A few months ago I told you that it was time for rap music to have an openly ghey artist [ll]. Ghey is the new hot shit right now in civilization. Just look at the popularity of Project Runway and Perez Hilton. If theoretically ten percent of the population is teh ghey then it has been hightime for a rapper to come out of the closet. I think that was Lil’ Wang’s attempt with the imagery he uses in these condom promotions. I apologize for not recognizing this from the outset.
Just look at that image…
The man that is giving Wang his rod isn’t a police officer as some people unfamiliar with the police have assumed. First of all, the man has no law enforcement identification on. He is wearing no clothing that says police, and if he were an undercover officer he should at least have a badge. The scene has Lil’ Wang splayed on the hood of a car with his pockets emptied and his hand jewelry removed. I don’t know how gheys do their thing exactly but maybe this man is letting Wang fingerbang him afterwards and Wang doesn’t want any doodee on his Jacob jewelry.
Them rings are a bit shiny too. Sonn, might be copping shit from the back of the XXL mag.
The man is wearing shades and has hair plugs. He is obviously one of those old rich faggots that drives from his home in the suburbs to the ‘hood strip mall where all the “hustlers” congregate.
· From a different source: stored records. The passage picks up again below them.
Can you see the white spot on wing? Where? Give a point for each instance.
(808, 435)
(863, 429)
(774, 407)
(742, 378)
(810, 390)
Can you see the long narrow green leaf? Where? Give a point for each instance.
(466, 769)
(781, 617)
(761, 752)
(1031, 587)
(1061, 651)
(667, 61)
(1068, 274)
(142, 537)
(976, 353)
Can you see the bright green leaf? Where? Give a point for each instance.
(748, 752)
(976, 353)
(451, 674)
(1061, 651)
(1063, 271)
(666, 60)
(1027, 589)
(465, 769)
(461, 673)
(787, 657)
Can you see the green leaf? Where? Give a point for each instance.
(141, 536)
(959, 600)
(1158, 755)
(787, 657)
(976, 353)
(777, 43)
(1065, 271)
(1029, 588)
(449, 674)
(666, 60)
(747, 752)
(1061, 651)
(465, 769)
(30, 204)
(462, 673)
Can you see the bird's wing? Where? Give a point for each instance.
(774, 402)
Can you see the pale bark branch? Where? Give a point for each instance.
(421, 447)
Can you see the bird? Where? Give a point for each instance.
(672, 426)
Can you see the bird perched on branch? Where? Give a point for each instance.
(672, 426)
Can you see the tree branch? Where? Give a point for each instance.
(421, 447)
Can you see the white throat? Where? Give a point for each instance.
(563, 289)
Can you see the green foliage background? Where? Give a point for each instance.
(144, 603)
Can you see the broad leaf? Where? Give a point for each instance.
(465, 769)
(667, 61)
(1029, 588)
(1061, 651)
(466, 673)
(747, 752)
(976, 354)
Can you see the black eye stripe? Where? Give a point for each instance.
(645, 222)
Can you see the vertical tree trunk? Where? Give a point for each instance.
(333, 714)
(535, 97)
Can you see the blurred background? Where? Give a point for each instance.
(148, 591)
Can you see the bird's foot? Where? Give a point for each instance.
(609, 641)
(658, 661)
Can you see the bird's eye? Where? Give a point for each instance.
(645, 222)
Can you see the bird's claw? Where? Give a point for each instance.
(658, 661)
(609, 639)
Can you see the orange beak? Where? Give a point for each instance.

Male street prostitution isn’t put on blast like that since it deals with wealthy fags who want to maintain their class status outside of their dangerous liasions so they purchase the services of the people that are from the most socio-economically disadvantaged communities.
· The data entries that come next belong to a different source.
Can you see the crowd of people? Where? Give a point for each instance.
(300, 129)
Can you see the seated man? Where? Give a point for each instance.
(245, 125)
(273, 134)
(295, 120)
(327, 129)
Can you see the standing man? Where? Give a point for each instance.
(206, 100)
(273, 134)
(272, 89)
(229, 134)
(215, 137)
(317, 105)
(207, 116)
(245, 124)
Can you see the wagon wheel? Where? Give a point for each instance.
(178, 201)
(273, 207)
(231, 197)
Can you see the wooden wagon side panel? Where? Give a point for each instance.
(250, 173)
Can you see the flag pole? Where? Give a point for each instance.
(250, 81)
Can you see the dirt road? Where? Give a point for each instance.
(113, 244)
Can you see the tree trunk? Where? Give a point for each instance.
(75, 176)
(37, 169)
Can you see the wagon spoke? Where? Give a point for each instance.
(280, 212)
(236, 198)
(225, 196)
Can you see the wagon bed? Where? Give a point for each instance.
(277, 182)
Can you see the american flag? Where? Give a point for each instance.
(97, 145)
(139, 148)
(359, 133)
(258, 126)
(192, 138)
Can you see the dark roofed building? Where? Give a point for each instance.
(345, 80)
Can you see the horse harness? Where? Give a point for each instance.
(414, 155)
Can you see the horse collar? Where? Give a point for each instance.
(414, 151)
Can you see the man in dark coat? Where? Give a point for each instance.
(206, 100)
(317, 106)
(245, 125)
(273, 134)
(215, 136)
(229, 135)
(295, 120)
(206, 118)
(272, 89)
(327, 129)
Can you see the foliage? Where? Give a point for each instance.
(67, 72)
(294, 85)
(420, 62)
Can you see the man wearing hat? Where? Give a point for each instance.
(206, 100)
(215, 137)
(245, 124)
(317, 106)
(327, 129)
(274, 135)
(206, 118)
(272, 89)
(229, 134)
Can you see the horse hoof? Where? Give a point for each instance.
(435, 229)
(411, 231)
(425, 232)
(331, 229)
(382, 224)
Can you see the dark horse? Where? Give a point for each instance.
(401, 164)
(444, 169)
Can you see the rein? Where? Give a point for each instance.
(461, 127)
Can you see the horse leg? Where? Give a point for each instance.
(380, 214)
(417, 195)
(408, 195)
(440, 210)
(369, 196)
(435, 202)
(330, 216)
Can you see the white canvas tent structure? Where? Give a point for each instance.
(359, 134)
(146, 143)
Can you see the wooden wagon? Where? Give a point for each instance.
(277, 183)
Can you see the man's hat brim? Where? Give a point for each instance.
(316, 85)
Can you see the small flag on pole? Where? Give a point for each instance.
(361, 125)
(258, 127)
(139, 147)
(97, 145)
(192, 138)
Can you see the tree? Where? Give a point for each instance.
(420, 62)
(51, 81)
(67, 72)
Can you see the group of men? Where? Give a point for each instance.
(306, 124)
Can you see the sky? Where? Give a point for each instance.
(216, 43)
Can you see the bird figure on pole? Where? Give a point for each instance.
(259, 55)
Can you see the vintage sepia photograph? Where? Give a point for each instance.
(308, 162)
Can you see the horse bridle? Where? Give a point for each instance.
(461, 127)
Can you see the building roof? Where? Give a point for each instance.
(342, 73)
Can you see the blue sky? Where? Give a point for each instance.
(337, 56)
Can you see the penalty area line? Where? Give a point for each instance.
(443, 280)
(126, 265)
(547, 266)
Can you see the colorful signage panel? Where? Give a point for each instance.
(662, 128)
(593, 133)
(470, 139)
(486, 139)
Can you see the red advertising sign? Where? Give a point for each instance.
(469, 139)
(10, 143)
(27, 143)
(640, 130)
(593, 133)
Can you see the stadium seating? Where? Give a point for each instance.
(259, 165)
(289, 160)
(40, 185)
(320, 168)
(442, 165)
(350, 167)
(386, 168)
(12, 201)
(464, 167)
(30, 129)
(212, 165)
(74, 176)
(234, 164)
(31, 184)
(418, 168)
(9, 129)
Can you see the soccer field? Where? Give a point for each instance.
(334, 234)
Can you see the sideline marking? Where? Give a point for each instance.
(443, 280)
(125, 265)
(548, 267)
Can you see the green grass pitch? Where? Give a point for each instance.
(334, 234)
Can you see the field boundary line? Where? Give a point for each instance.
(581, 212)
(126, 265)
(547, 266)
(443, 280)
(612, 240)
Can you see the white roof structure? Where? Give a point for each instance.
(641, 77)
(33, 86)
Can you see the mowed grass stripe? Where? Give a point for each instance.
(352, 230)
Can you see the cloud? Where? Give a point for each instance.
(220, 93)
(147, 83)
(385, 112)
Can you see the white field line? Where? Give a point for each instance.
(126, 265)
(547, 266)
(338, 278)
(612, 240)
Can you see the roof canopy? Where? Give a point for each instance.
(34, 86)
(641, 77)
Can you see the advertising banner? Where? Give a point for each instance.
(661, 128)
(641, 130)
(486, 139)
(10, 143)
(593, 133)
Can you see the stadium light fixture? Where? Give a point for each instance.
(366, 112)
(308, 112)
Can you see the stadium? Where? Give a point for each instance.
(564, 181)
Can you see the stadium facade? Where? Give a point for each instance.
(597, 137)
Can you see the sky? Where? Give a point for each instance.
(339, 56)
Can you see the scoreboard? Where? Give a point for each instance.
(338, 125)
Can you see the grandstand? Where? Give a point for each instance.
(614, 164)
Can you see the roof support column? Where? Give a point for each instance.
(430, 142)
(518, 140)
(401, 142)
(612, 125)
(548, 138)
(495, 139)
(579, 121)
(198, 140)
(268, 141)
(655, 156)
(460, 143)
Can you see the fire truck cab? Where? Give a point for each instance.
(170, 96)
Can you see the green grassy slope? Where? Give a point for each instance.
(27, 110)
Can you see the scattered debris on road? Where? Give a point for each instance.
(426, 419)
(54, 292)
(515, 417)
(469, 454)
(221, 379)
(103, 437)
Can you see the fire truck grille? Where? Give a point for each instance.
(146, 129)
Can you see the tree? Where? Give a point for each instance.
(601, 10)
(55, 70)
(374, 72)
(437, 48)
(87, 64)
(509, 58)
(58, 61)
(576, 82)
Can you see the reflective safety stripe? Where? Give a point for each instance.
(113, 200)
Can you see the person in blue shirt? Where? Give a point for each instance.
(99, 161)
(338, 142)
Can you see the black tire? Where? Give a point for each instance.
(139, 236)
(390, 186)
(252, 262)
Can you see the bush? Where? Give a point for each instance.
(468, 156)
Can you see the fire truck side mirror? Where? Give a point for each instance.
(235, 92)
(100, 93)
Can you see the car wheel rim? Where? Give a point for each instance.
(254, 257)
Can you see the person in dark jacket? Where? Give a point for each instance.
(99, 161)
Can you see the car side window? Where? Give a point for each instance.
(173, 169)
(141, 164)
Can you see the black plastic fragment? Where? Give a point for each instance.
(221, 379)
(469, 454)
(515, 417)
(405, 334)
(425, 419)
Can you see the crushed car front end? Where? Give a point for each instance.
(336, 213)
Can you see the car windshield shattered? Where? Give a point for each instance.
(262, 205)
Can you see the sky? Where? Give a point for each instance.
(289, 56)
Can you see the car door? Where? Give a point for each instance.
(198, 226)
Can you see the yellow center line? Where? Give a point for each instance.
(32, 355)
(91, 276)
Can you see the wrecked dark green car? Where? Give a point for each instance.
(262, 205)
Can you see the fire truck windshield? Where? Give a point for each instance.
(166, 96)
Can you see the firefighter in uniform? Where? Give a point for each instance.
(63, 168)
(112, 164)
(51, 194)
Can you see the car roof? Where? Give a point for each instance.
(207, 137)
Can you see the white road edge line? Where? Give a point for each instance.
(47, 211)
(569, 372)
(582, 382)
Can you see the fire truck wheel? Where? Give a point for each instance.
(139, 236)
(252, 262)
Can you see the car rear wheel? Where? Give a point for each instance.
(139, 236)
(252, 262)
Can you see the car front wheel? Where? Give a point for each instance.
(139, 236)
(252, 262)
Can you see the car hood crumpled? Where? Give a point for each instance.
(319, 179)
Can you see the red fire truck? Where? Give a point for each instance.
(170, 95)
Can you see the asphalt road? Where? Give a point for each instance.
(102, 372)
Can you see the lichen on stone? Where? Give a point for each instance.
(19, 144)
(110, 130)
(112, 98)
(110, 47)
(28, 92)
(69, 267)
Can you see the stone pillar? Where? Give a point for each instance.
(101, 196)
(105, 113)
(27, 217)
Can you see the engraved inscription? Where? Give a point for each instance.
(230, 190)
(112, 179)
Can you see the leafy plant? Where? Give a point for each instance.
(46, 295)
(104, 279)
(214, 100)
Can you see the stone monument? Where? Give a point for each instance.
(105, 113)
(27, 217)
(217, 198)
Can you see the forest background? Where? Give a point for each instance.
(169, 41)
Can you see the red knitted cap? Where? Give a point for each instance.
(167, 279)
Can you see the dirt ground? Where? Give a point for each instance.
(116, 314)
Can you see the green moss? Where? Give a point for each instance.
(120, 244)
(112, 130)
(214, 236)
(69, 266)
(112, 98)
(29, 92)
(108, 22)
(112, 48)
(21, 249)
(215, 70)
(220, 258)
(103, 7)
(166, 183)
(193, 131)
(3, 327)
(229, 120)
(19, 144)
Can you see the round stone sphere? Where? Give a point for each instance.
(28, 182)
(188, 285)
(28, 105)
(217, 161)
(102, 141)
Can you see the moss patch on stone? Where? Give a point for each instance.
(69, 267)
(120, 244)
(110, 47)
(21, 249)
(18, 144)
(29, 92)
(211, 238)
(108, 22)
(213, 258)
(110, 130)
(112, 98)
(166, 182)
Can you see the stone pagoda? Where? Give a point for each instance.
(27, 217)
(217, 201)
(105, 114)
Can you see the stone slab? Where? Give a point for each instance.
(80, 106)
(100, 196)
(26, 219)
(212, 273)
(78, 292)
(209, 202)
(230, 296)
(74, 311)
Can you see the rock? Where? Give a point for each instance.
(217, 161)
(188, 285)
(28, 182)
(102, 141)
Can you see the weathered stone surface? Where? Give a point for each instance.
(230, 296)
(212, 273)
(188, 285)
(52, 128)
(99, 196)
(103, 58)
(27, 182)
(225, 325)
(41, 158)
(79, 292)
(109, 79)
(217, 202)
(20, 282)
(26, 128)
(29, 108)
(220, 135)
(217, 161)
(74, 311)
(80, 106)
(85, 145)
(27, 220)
This theme could be part of the series of images that Lil’ Wang is creating for this condom manufacturer. I give Wang credit for being a pioneer to bring his faggotry to the public arena on some shit that says he is a hustler that uses protection. This is a valuable message since Black people now have a lock on contracting AIDS to the same degree that we contract sickle cell anemia and almost as much as our love for menthol cigarettes. It is positive that a gangsterlicious role model like Lil’ Wang is thinking about the welfare of his fans.
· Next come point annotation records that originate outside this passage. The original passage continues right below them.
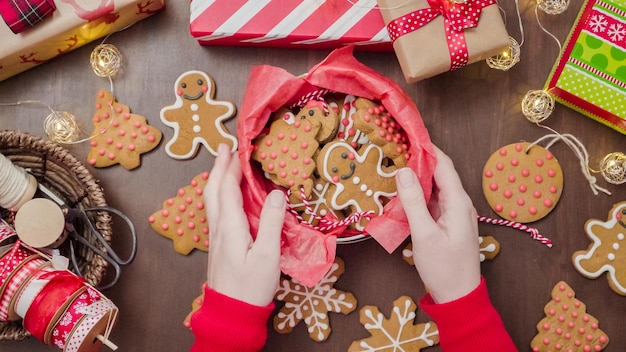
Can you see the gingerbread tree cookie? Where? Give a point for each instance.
(381, 129)
(183, 219)
(286, 151)
(119, 137)
(196, 117)
(607, 252)
(567, 326)
(396, 333)
(312, 304)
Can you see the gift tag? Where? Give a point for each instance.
(522, 182)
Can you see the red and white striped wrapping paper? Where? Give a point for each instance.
(307, 24)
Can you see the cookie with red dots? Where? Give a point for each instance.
(567, 326)
(607, 251)
(119, 137)
(522, 182)
(381, 129)
(286, 151)
(183, 219)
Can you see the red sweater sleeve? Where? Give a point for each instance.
(226, 324)
(469, 323)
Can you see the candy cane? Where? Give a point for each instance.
(534, 233)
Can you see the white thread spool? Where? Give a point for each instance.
(40, 223)
(16, 185)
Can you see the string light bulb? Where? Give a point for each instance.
(537, 105)
(61, 127)
(613, 168)
(553, 7)
(507, 58)
(106, 60)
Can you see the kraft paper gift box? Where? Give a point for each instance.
(424, 52)
(73, 24)
(590, 74)
(306, 24)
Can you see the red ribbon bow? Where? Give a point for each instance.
(457, 17)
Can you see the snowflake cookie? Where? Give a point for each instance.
(312, 304)
(607, 252)
(396, 333)
(567, 326)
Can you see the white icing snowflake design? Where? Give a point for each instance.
(598, 23)
(616, 32)
(312, 304)
(398, 333)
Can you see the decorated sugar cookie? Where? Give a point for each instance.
(567, 325)
(183, 217)
(362, 181)
(375, 122)
(397, 332)
(607, 251)
(522, 183)
(312, 304)
(286, 151)
(197, 119)
(119, 137)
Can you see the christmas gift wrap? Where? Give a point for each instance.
(434, 36)
(74, 23)
(590, 74)
(307, 24)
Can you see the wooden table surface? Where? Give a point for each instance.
(469, 113)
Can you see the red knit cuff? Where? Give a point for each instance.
(469, 323)
(226, 324)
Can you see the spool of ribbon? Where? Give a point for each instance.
(53, 297)
(16, 185)
(40, 223)
(21, 15)
(458, 16)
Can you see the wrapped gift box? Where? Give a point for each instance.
(425, 52)
(590, 74)
(73, 24)
(309, 24)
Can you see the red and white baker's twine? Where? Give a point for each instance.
(326, 225)
(316, 95)
(534, 233)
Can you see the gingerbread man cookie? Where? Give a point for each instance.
(522, 183)
(373, 120)
(607, 252)
(286, 151)
(119, 137)
(196, 117)
(361, 180)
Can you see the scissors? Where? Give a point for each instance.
(72, 215)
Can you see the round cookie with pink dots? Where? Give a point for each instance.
(522, 182)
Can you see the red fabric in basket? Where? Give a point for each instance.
(307, 254)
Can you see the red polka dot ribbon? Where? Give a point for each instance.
(457, 17)
(21, 15)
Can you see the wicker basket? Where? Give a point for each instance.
(54, 167)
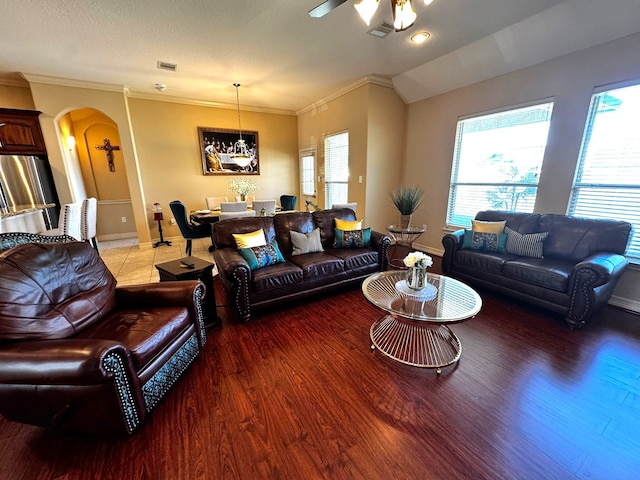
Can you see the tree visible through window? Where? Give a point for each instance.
(607, 181)
(496, 162)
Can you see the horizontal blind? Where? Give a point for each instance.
(336, 168)
(497, 161)
(607, 180)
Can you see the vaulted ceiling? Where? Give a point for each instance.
(285, 59)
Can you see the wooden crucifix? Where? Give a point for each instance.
(109, 149)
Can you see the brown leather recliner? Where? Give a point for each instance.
(80, 354)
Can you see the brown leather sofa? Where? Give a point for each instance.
(582, 262)
(80, 354)
(299, 276)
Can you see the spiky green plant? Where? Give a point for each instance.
(407, 198)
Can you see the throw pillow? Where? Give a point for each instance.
(483, 241)
(488, 227)
(306, 242)
(348, 224)
(352, 238)
(251, 239)
(262, 255)
(530, 245)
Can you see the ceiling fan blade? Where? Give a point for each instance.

All this homo rap shit affords me the opportunity to present the idea of the pause symbol, or [ll], to you to assist you when discussing some issues on the internets. Byron Crawford created a term several years ago that enabled us to write some questionable shit on the web and then summarily remove the cooties of faggotry from our ‘net profile after the utterance of this phrase.
It was widely received and accepted for its clarity and its brevity. Think about it, ‘nullus’ requires only six keystrokes whereas ‘no homo’ required seven. [ll] is the future because it only needs four. By saving keystrokes you are saving energy. Using [ll] leaves me with enough energy to masturbate at least for an additional half minute.
Lauren Phoenix > Rita G
Trust me on that.
[ll] is meant to imitate the universal graphic imprinted on pause buttons on all of our electronic devices. This symbol crosses all kinds of language borders so I feel like it exceeds the accessibility of even nullus, which is latino based. A rare Bol shout to Mexicans I might add. A shout goes out to El Gringo Colombiano who developed the [ll] concept. EGC is also a consultant for the cRap Music Fantasy League which has been suspended while I straighten out my money situation here at the X spot.
Anyhoo, the point of this drop is to give some credit to Lil’ Wang for coming out of the closet [ll]. Now I’m ready to hear a duet with him an Lil’ Kim [ll].